Search code examples
c#filestreamstreamreader

Seek through FileStream then using StreamReader to read from there


So I want to be able to seek to a point in a fileStream, then read forward using a StreamReader. Then seek forward again, and use the StreamReader to read another chunk of data.

const int BufferSize = 4096;
var buffer = new char[BufferSize];

var endpoints = new List<long>();

using (var fileStream = new FileStream(fileName, FileMode.Open, FileAccess.Read, FileShare.Read))
{ 
    var fileLength = fileStream.Length;

    var seekPositionCount = fileLength / concurrentReads;

    long currentOffset = 0;
    for (var i = 0; i < concurrentReads; i++)
    {
        var seekPosition = seekPositionCount + currentOffset;

        // seek the file forward
        fileStream.Seek(seekPosition, SeekOrigin.Current);

        // setting true at the end is very important, keeps the underlying fileStream open.
        using (var streamReader = new StreamReader(fileStream, Encoding.UTF8, true, BufferSize, true))
        {
            // this also seeks the file forward the amount in the buffer...
            int bytesRead;
            var totalBytesRead = 0;
            while ((bytesRead = await streamReader.ReadAsync(buffer, 0, buffer.Length)) > 0)
            {
                totalBytesRead += bytesRead;

                var found = false;

                var gotR = false;

                for (var j = 0; j < buffer.Length; j++)
                {
                    if (buffer[j] == '\r')
                    {
                        gotR = true;
                        continue;
                    }

                    if (buffer[j] == '\n' && gotR)
                    {
                        // so we add the total bytes read, minus the current buffer amount read, then add how far into the buffer we actually read.
                        seekPosition += totalBytesRead - BufferSize + j;
                        endpoints.Add(seekPosition);
                        found = true;
                        break;
                    }
                }

                if (found) break;
            }
        }
        
        // we need to seek to the position we got to in the StreamReader (but not going by how much was read).
        fileStream.Seek(seekPosition, SeekOrigin.Current);

        currentOffset += seekPosition;
    }
}

return endpoints;

However, I get to two entries in endpoints and it exits out.

(bytesRead = await streamReader.ReadAsync(buffer, 0, buffer.Length)) > 0

The arguments you pass to ReadAsync I thought are solely to do with the buffer, so the index argument I thought was to say, fill the buffer at index.

I can't make out from Reference Source how this value is used.

I assumed (and can't find the evidence to back up) that, when you opened a StreamReader it uses the underlying Stream as it's guide, so when you ask to read some bytes, it will start from the position the underlying Stream is at...

But the results of what I'm doing aren't showing that, they seem to be showing that the StreamReader is starting at the beginning of the Stream each time - however, I can't find the evidence to support that is how it does it either...

Seeking

Is my understanding of seeking correct, in the sense that if I call seek

fileStream.Seek(seekPosition, SeekOrigin.Current);

If the file is at 300, I want to seek to 600, the above variable seekPosition should be 600??

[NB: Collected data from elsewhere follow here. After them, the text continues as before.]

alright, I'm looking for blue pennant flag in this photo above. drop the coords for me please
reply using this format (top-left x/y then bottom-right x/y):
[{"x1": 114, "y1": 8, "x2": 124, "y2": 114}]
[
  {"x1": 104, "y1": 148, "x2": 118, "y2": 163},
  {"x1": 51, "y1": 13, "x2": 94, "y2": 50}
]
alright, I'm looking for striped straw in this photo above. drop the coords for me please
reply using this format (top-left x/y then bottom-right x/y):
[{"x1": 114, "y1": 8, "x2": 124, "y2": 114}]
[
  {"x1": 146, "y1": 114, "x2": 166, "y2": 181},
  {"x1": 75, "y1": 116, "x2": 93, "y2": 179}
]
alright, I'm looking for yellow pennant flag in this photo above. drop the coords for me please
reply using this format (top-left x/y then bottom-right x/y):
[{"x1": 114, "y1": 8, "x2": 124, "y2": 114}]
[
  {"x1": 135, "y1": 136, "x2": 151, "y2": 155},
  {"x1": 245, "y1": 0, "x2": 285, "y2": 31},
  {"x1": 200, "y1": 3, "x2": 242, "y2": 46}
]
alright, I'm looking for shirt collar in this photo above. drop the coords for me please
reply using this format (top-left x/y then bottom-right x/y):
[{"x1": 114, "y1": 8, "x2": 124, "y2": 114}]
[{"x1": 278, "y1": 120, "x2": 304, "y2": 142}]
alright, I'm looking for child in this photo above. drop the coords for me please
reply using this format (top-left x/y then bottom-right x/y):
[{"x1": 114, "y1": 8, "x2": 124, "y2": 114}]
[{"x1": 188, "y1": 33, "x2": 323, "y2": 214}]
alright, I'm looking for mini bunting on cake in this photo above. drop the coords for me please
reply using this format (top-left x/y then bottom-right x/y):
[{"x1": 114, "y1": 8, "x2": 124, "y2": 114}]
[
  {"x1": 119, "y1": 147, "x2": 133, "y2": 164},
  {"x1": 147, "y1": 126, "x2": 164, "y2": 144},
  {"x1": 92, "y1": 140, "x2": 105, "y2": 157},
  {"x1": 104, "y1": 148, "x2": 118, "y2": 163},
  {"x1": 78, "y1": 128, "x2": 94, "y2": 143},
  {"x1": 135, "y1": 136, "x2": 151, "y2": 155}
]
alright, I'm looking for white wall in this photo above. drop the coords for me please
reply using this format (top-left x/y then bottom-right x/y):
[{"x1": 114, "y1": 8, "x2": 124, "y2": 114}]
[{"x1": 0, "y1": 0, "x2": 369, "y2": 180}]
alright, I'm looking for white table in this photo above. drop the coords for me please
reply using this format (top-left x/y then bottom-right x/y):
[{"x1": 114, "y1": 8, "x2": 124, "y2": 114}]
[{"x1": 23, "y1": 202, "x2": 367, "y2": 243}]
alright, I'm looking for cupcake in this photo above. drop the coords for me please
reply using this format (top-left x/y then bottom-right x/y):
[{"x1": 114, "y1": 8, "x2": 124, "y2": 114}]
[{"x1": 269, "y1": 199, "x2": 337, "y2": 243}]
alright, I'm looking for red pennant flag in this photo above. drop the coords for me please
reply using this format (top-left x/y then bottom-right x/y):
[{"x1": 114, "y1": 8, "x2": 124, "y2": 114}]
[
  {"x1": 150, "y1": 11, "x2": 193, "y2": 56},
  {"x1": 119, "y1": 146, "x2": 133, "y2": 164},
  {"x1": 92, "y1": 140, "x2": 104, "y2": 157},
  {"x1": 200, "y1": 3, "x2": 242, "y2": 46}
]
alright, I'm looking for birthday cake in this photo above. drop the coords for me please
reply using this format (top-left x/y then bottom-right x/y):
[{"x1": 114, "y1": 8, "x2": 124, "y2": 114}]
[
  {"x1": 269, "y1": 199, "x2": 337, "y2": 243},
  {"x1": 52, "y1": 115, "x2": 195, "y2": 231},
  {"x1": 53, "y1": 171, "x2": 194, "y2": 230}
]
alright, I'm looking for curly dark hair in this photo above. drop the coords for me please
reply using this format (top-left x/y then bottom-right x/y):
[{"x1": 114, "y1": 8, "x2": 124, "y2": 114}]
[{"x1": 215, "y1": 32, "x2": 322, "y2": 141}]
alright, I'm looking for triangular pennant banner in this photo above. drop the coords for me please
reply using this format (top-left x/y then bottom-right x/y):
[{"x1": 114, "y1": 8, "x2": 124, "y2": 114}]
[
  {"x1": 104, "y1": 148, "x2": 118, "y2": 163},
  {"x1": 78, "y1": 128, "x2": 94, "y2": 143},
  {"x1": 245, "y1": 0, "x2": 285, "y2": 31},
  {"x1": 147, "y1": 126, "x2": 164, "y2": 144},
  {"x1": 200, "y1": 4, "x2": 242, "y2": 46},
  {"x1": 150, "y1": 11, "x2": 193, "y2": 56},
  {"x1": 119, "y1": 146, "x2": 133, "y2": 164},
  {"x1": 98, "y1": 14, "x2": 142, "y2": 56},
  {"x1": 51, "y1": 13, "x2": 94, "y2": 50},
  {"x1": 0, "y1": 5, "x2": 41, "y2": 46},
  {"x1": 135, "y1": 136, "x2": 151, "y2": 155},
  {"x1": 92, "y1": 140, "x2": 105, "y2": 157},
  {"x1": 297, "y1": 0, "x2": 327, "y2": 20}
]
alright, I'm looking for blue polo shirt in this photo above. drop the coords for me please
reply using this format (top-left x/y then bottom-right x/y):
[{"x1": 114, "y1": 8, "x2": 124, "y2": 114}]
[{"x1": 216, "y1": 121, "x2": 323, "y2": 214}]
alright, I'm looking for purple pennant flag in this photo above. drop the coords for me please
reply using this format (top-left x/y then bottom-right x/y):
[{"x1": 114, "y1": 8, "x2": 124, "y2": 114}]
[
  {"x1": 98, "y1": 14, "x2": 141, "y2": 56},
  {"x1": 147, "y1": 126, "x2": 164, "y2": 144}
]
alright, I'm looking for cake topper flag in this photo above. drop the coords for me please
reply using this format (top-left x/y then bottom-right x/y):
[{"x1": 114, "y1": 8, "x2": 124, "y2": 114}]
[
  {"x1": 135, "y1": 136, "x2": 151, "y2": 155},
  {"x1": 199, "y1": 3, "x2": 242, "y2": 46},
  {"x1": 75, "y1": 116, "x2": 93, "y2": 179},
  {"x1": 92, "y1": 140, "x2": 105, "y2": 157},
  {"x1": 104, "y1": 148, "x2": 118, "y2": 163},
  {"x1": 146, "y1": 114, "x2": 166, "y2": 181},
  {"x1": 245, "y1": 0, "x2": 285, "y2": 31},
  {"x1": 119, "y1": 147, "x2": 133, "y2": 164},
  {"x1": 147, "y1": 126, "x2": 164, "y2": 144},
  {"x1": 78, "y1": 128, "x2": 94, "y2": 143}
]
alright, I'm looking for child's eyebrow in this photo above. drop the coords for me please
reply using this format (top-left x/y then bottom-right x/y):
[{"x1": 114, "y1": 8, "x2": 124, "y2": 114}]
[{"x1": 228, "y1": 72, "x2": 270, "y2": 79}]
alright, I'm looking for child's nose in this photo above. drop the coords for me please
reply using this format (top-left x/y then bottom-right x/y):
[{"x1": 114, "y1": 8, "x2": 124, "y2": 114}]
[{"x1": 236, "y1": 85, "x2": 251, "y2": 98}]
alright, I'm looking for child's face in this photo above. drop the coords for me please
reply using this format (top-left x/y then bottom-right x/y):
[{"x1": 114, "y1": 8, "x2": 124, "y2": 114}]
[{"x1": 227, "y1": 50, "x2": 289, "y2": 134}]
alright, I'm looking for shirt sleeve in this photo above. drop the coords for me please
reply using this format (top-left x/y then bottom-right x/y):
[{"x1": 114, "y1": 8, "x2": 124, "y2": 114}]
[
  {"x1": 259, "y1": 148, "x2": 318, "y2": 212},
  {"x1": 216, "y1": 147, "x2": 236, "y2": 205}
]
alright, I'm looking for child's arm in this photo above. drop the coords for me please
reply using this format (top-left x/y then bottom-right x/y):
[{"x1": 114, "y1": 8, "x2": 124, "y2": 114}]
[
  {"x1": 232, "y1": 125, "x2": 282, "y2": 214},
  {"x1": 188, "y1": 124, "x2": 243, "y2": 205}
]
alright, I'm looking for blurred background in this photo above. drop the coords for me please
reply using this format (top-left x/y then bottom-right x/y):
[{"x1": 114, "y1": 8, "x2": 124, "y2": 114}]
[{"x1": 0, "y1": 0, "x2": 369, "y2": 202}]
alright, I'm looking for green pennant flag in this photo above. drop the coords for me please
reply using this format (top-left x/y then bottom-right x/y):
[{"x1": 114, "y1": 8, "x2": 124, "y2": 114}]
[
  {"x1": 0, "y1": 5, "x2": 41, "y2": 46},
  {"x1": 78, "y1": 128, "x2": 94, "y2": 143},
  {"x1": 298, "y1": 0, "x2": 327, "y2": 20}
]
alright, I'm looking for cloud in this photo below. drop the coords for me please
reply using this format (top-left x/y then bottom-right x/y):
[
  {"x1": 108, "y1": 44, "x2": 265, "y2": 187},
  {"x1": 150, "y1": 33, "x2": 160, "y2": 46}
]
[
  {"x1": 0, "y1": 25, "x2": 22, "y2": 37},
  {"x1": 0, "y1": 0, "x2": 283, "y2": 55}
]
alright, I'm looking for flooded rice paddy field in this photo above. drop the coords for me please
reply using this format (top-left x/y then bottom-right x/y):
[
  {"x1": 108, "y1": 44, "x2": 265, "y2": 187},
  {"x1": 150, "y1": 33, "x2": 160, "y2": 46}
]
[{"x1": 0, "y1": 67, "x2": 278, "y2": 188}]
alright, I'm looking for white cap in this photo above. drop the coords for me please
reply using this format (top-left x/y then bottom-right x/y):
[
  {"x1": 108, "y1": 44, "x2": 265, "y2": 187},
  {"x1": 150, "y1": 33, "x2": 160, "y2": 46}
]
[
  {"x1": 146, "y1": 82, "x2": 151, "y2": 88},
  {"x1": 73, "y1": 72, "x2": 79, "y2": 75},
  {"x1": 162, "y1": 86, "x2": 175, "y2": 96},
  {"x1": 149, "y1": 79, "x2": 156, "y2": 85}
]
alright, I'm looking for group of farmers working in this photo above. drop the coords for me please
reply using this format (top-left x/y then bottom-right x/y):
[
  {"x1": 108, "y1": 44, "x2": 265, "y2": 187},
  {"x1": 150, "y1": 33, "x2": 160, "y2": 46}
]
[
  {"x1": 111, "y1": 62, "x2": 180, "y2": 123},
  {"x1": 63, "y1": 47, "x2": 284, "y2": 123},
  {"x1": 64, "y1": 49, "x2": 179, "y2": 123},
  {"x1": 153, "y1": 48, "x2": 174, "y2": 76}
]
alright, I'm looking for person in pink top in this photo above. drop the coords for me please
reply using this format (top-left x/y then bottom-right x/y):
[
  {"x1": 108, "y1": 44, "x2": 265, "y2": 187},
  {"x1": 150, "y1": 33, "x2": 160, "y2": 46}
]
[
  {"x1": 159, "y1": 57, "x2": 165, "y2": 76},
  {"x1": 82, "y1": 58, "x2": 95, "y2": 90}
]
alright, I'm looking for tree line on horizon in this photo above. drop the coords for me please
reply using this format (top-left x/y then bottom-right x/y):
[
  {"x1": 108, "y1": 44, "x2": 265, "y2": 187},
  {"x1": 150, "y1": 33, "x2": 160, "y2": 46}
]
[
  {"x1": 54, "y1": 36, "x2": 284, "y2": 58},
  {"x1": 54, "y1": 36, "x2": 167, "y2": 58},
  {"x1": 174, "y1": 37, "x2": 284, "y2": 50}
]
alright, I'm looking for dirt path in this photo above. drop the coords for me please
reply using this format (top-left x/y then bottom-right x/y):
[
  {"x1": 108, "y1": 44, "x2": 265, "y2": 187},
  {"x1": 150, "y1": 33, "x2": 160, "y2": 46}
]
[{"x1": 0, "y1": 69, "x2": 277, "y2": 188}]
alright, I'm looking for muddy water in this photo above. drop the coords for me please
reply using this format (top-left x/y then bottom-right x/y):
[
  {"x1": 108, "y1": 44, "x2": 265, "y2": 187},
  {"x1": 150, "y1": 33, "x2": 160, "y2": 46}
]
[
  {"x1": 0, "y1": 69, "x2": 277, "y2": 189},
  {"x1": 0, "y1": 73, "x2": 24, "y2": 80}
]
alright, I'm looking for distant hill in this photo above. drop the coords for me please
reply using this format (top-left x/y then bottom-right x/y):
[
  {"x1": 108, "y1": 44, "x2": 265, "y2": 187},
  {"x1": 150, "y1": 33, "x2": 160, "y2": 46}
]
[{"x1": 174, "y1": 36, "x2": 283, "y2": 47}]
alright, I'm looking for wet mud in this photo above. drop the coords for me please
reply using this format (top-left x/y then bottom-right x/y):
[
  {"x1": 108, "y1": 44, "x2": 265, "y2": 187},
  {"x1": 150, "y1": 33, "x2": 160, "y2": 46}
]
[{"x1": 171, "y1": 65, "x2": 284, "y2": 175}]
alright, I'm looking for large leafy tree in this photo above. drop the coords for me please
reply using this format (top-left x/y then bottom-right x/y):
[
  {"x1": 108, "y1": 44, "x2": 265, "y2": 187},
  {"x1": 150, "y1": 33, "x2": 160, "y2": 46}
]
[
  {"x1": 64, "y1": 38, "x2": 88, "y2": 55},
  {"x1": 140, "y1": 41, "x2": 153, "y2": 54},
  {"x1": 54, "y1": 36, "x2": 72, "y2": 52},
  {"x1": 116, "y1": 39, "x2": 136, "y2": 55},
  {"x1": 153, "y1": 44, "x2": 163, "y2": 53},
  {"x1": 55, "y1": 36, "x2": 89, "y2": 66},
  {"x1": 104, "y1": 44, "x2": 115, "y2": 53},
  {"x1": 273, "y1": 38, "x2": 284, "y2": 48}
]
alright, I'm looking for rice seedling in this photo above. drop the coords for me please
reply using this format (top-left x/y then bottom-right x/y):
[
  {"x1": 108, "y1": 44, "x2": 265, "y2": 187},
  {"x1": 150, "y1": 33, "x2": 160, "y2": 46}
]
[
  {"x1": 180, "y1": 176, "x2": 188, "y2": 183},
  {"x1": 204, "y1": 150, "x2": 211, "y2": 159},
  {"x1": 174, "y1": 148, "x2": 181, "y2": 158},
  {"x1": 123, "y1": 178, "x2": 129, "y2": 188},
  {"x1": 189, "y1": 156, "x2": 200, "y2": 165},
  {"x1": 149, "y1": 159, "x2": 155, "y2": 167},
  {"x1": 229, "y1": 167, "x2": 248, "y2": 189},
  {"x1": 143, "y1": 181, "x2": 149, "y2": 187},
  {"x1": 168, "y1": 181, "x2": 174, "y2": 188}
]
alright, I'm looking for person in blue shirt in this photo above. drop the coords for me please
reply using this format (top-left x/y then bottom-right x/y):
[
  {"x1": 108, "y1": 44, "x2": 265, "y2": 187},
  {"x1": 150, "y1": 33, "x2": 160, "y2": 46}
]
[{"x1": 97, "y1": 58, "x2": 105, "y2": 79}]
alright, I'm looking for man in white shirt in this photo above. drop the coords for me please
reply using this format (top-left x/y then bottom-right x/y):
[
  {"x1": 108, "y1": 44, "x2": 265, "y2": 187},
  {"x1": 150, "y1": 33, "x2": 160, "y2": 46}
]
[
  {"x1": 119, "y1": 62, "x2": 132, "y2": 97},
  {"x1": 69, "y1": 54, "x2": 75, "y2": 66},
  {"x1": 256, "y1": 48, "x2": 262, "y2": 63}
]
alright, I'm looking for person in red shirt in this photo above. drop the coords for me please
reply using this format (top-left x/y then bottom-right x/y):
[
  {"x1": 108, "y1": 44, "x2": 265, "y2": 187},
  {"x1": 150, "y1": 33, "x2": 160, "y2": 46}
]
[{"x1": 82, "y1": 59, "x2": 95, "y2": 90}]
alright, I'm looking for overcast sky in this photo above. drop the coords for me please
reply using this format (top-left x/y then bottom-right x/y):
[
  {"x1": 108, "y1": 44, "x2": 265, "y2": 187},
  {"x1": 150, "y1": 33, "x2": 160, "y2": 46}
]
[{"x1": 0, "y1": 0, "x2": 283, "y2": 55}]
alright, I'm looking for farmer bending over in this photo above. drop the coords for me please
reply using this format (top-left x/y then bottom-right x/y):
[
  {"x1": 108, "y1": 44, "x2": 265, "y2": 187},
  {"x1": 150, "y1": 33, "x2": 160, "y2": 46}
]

ReferenceSource would say otherwise:

else if (origin == SeekOrigin.Current) {
    // Don't call FlushRead here, which would have caused an infinite
    // loop.  Simply adjust the seek origin.  This isn't necessary
    // if we're seeking relative to the beginning or end of the stream.
    offset -= (_readLen - _readPos);
}

Solution

  • So thanks to Hans Passant, I have got the answer:

    var buffer = new char[BufferSize];
    
    var endpoints = new List<long>();
    
    using (var fileStream = this.CreateMultipleReadAccessFileStream(fileName))
    {
        var fileLength = fileStream.Length;
    
        var seekPositionCount = fileLength / concurrentReads;
    
        long currentOffset = 0;
        for (var i = 0; i < concurrentReads; i++)
        {
            var seekPosition = seekPositionCount + currentOffset;
    
            // seek the file forward
            // fileStream.Seek(seekPosition, SeekOrigin.Current);
    
            // setting true at the end is very important, keeps the underlying fileStream open.
            using (var streamReader = this.CreateTemporaryStreamReader(fileStream))
            {
                // this is poor on performance, hence why you split the file here and read in new threads.
                streamReader.DiscardBufferedData();
                // you have to advance the fileStream here, because of the previous line
                streamReader.BaseStream.Seek(seekPosition, SeekOrigin.Begin);
                // this also seeks the file forward the amount in the buffer...
                int bytesRead;
                var totalBytesRead = 0;
                while ((bytesRead = await streamReader.ReadAsync(buffer, 0, buffer.Length)) > 0)
                {
                    totalBytesRead += bytesRead;
    
                    var found = false;
    
                    var gotR = false;
    
                    for (var j = 0; j < buffer.Length; j++)
                    {
                        if (buffer[j] == '\r')
                        {
                            gotR = true;
                            continue;
                        }
    
                        if (buffer[j] == '\n' && gotR)
                        {
                            // so we add the total bytes read, minus the current buffer amount read, then add how far into the buffer we actually read.
                            seekPosition += totalBytesRead - BufferSize + j;
                            endpoints.Add(seekPosition);
                            found = true;
                            break;
                        }
                        // if we have found new line then move the position to 
                    }
    
                    if (found) break;
                }
            }
    
            currentOffset = seekPosition;
        }
    }
    
    return endpoints;
    

    Note the new part, rather than doing this twice:

    fileStream.Seek(seekPosition, SeekOrigin.Current);
    

    I now use SeekOrigin.Begin and use the StreamReader to progress the underlying base stream:

    // this is poor on performance, hence why you split the file here and read in new threads.
    streamReader.DiscardBufferedData();
    // you have to advance the fileStream here, because of the previous line
    streamReader.BaseStream.Seek(seekPosition, SeekOrigin.Begin);
    

    The DiscardBufferedData will mean that I'm always using the underlying stream position.